Critics of automated tests often claim that it's impossible to prove the software is working correctly, so it's a waste of time. While they're correct in the first part, they're very wrong on the second part. No software, outside from a group of people whose work is largely research-oriented, is provably correct. Microsoft Windows isn't provably correct. Neither is Linux. Even Java isn't provably correct. Additionaly, any formal proof of software correctness is only as good as the proofs themselves, and is dependant on a formalized proof of the hardware correctness as well. Also, manual testing can't prove the software is correct. The inability to prove the correctness of software is, in our current world, a truism. It's also irrelevant.

The Value Proposition

Given that we understand automated tests can never prove software correct, why do we still do them? Let's make a bold claim: automated tests are not for software validation or software verification.

A lot of developers who practice TDD follow the red-green approach. They write tests, run them, and see the red lights. Then they build software, re-run the tests, and get a green light. That means the code you wrote works, right? Nope.

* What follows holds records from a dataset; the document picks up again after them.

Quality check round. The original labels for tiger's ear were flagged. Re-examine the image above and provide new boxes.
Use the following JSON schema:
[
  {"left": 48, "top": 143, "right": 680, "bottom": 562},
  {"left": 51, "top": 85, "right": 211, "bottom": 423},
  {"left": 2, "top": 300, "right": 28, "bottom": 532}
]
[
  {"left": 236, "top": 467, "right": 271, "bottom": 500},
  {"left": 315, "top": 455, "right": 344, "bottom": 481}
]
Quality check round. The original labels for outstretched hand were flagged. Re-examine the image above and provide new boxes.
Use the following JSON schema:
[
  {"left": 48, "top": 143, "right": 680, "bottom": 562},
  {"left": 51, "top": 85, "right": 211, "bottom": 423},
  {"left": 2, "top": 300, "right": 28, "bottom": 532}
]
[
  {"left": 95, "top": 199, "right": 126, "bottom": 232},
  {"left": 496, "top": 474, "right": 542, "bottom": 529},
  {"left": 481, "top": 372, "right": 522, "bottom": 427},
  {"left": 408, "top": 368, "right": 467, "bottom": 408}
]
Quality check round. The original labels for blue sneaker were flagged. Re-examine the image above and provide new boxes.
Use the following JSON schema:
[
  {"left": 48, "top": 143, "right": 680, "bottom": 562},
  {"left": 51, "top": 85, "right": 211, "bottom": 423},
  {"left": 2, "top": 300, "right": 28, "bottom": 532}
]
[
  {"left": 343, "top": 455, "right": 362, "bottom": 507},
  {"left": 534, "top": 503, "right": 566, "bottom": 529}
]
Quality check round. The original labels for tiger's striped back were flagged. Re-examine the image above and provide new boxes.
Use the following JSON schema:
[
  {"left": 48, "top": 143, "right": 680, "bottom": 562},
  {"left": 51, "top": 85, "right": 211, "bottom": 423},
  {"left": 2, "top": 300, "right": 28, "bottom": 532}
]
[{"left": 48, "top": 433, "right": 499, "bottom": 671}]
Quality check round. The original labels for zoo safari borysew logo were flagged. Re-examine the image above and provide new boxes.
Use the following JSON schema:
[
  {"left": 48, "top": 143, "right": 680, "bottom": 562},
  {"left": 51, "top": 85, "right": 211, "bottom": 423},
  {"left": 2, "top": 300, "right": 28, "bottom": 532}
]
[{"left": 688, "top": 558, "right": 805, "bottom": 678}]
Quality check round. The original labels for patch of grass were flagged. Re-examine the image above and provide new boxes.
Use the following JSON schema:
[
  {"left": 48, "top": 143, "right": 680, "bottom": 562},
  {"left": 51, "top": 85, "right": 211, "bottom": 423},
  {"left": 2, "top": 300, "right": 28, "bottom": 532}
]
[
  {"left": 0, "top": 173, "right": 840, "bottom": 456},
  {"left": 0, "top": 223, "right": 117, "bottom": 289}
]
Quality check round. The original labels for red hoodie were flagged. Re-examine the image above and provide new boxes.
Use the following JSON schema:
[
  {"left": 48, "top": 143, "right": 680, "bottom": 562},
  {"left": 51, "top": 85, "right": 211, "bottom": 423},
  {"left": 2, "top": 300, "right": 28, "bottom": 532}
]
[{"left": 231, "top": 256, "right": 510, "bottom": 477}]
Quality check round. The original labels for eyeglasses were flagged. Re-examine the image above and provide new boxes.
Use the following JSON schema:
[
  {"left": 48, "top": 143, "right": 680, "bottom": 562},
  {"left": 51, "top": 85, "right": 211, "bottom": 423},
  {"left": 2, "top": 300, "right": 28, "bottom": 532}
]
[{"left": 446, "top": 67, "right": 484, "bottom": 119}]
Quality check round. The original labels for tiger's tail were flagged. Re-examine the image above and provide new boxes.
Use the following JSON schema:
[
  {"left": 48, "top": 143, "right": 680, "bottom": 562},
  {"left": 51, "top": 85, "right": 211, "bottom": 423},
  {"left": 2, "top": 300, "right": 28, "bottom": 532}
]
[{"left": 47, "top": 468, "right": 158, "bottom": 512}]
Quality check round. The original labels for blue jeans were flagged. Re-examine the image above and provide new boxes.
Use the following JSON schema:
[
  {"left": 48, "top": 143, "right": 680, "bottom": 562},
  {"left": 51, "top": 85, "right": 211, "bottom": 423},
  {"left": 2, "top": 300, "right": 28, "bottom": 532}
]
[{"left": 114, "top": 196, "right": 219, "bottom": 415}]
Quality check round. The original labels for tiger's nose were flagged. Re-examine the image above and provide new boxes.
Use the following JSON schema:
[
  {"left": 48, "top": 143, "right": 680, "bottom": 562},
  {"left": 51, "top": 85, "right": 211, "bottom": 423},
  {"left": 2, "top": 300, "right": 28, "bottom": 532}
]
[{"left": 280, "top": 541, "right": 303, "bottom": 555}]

What you have done is codify a behavior. Given a certain set of inputs and the software as it was written, you have a certain set of outputs. You have a small chunk of behavior validation.

Why do we make changes to software? It's usually to change the behavior of the software. Adding or removing a feature is changing the behavior. Fixing a bug is, in fact, changing the behavior. It was incorrect behavior, and that's why you write a new test to make sure the behavior never reverts accidentally.

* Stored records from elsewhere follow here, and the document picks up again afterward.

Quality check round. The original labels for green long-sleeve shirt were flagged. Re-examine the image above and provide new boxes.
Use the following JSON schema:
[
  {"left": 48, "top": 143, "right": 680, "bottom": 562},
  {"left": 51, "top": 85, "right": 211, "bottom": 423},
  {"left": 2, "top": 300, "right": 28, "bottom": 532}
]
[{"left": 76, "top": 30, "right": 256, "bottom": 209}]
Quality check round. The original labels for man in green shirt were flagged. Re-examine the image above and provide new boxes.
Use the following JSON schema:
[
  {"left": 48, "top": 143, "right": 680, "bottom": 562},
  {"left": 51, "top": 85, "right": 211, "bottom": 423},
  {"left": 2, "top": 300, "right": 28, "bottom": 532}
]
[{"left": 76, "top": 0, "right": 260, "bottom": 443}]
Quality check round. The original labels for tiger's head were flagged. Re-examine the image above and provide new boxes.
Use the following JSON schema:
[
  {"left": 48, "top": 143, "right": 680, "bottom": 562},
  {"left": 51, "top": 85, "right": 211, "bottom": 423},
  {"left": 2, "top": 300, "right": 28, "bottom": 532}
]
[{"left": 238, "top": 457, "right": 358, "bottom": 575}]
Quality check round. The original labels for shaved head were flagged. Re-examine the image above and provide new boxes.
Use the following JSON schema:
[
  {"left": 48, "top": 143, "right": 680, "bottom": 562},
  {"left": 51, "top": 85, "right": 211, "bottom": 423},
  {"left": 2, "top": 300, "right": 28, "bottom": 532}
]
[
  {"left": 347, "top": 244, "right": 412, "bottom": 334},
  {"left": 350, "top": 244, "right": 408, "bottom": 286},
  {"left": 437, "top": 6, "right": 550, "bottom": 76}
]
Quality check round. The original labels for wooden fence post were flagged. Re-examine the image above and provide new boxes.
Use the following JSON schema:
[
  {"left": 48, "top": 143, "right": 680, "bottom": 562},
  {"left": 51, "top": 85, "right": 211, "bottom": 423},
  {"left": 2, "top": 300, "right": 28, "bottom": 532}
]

In the process of changing the behavior of a system, you might have to make large changes to the software architecture. Given the potential scope of changes, how can you be reasonably sure that the behavior of the system hasn't changed?

If you eschewed automated testing because it can't prove anything, you have no idea that the behavior of the system hasn't changed. In order to get the most confidence, you need to run a full regression on the entire application. This is expensive, prone to human error, and has a high level of risk.

If you embrace automated testing, you have a set of tests that validate the stability of behavior in your system and the ability to make large changes to your code base. This gauruntees that the software behavior did not change. This is where the real value in automated testing lies.

The Extended Value Proposition

Automated tests don't check that your code is doing the right thing. They document your code in such a way that anybody can check that it continues to behave in the same way after some changes are made in the code.

This has some very interesting implications. The primary one is that your tests specify exactly what your business does. If you don't validate the consistency of behavior, that means the behavior is not important to your business.

This reason is why BDD, or Behavior Driven Development, has emerged as a technique to capture system behaviors at a very high level, often in text format. A developer or SDET then works with the business people to write some code to execute these behavior requirements automatically, and with every code change. With enough of these behavior scenarios, we end up with a living specification of your business. You could execute a re-platforming (moving from PHP to Java, for example) using these high-level behavior tests as a guide. Think about that for a minute. You could rebuild your software, and therefore your business, from these behavior specfications.

A bunch of green lights on tests doesn't mean that your software is perfect. It means that your business is doing what you think it should be doing.

This behavior specification, then, is (arguably) more valuable than the software itself. It becomes a living document that formally describes your business, and lets you know when that behavior changes unexpectedly. That's powerful. It's also very, very valuable.